Sa seule présence, de L’Idéologie allemande aux grands travaux économiques de maturité, atteste que l’anthropologie marxienne n’est pas plus fermée par construction au souci du sujet psychique qu’à celui des formations superstructurelles ou des réalités corporelles – c’est bien pourquoi elle a pu inspirer depuis un siècle des œuvres psychologiques aussi marquantes que celles d’Henri Wallon ou de Lev Vygotski.

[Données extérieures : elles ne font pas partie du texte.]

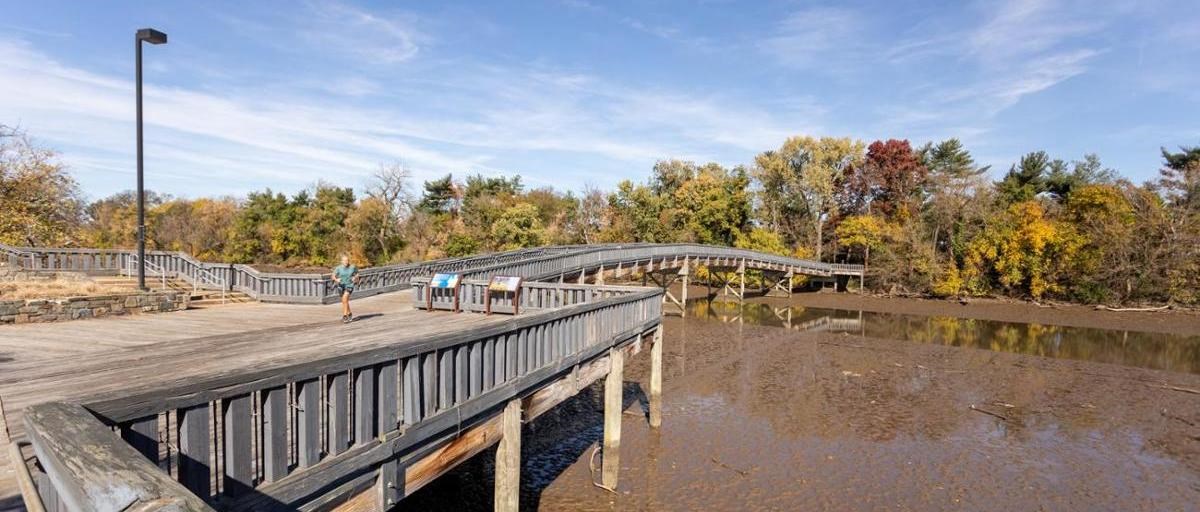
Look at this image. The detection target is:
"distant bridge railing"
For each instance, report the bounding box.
[413,277,646,313]
[25,283,662,511]
[462,243,863,279]
[0,243,863,303]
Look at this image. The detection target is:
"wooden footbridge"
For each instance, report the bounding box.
[0,245,862,511]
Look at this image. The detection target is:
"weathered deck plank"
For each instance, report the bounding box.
[0,294,505,510]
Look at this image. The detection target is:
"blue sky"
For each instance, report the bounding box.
[0,0,1200,198]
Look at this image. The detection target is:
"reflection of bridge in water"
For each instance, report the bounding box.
[688,300,866,333]
[0,243,863,511]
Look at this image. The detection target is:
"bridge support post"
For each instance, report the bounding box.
[600,348,625,490]
[679,258,690,317]
[738,259,746,302]
[494,398,521,512]
[650,324,662,428]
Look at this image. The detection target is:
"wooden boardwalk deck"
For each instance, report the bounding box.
[0,294,504,511]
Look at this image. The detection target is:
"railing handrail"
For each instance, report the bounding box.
[2,243,864,303]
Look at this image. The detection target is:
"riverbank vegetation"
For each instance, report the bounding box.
[0,124,1200,305]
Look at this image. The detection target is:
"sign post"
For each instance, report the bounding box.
[425,273,460,313]
[484,276,522,315]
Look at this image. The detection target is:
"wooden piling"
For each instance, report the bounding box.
[494,398,521,512]
[600,349,625,490]
[650,325,662,428]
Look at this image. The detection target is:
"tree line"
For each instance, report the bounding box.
[0,124,1200,305]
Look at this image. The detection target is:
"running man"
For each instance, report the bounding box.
[329,254,359,324]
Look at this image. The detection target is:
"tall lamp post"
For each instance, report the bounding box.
[133,29,167,291]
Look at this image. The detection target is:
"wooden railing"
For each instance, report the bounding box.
[413,277,646,313]
[5,243,863,303]
[25,283,662,511]
[462,243,863,279]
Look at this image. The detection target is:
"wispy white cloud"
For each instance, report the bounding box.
[0,27,816,193]
[300,0,422,65]
[758,7,864,68]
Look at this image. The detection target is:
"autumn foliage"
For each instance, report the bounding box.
[7,127,1200,303]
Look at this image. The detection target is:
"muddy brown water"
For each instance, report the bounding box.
[406,298,1200,511]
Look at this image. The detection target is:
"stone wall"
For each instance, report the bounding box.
[0,263,88,282]
[0,291,191,324]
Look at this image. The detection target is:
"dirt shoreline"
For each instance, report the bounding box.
[398,302,1200,511]
[768,293,1200,336]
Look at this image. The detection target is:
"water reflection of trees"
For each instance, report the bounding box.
[688,301,1200,373]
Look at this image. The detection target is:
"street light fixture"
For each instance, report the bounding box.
[133,29,167,291]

Ensuite, justement parce qu’il en a souci, Marx a développé en nombre des analyses très inédites sur ce qui est induit dans le psychisme des individus et le cours de leur vie par les rapports de production sur lesquels porte toute sa recherche, de l’auri sacra fames à la dialectique travail concret/travail abstrait, de la genèse des capacités à l’effet du travail salarié sur la conscience que les femmes ont d’elles-mêmes – apports de première importance à une compréhension aujourd’hui encore novatrice de l’individualité humaine.
À quoi s’ajoute que, si maints aspects du sujet humain relevant d’approches autres que les siennes lui ont échappé, on peut penser qu’en formant le concept de « rapports sociaux » il a produit précisément – à condition de donner à l’adjectif « sociaux » son plus large sens – la catégorie générique requise par toute recherche sur l’individualité échappant aux impasses du naturalisme aussi bien que du culturalisme, qu’elle doive s’inscrire dans l’optique de Freud ou de Mauss, de Meyerson ou de Léontiev.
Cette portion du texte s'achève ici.